Digging it
Saturday, September 7th, 2002
I’m fascinated by “thin media” — news sites staffed by 0.25 to 1.5 writers.
Matt Drudge was the first thin media mogul. He eschewed reporting and sought to distill, popularize, accelerate and aggregate other sites’ stories.
Drudge was expected to ride Clinton’s coattails into obscurity. Instead, he’s stronger than ever and has spawned 100s of other thin media link-peddlers, each finding a progressively tighter niche to itch.
Cougars in South Wales, animal sacrifice rituals, an orange orb, Berkeley weirdos… Weird Files is a fascinating front for Ken Layne’s print syndication business. Gizmodo‘s doing its thing with million-color printers, combadges, camera phones, portable hard drives for photogs and 1cm thick mini-disk players. Romenesko’s MediaNews links a FOIA about FOIAs, Bradlee on Neuharth, and Trudeau on Doonesbury. Rough & Tumble links Orange County crime, Davis signs law against burglary tool, and Santa Cruz officials fume over medical pot club bust. And ScienceBlog touts Dust-sized chips, electronic cars, and synthetic diamond film.
Although all are blogs, each eschews personal anecdote, agenda or banter and sticks to the new.
Style books differ. Rough & Tumble knocks out one to four straight sentences. Gizmodo holds the line at two sentences, with an occasional Economistic twist. ScienceBlog and WeirdFiles introduce adjectives and storytelling. MediaNews adds quotations and reax. Meanwhile, Drudge cooks on with his griddle of hot headlines.
Other great examples: Obscure Store, LAExaminer,Arts & Letters Daily…
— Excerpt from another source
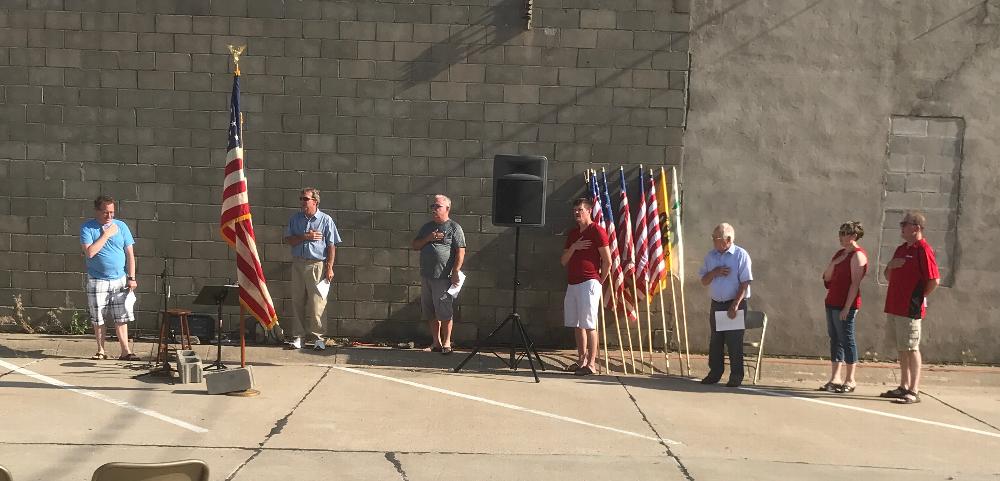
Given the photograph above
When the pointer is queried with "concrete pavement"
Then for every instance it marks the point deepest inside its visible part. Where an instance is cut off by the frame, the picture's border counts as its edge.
(365, 413)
My favorite style would mix them all depending on post and then occasionally add some well-flagged editorializing. I can’t think of anyone publishing in just that style, actually.
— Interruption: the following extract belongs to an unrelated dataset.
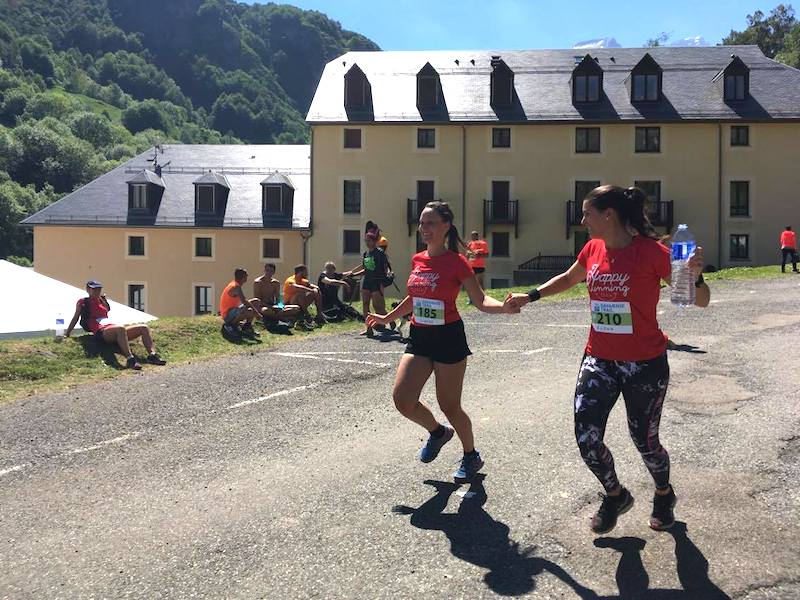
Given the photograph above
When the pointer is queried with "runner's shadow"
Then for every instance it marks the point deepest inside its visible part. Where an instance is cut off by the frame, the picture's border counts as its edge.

Editorializing: Why is it worth writing about thin media at 5.50 AM EST? Because there will be 100s of thousands more of these things in just a couple years. The sooner the model is perfected, the sooner it can MIRV. And (cue commercial) Blogads [url=http://www.blogads.com:8080/BlogadzPreview2/order_html]classifieds will power their cash registers.
(In theory, other layers of thin media should materialize as traditional publishing constructs dematerialize, right? BlogCMS is already well-populated. Sekimori is carving out a design reputation. Nothing Special and Hostmatters have nice hosting practices. Sitemeter and Extreme Tracking keep score. Will ambitious bloggers ever hire elite editors to probe for excellence? Itinerant blog copy editors? What else are we missing?)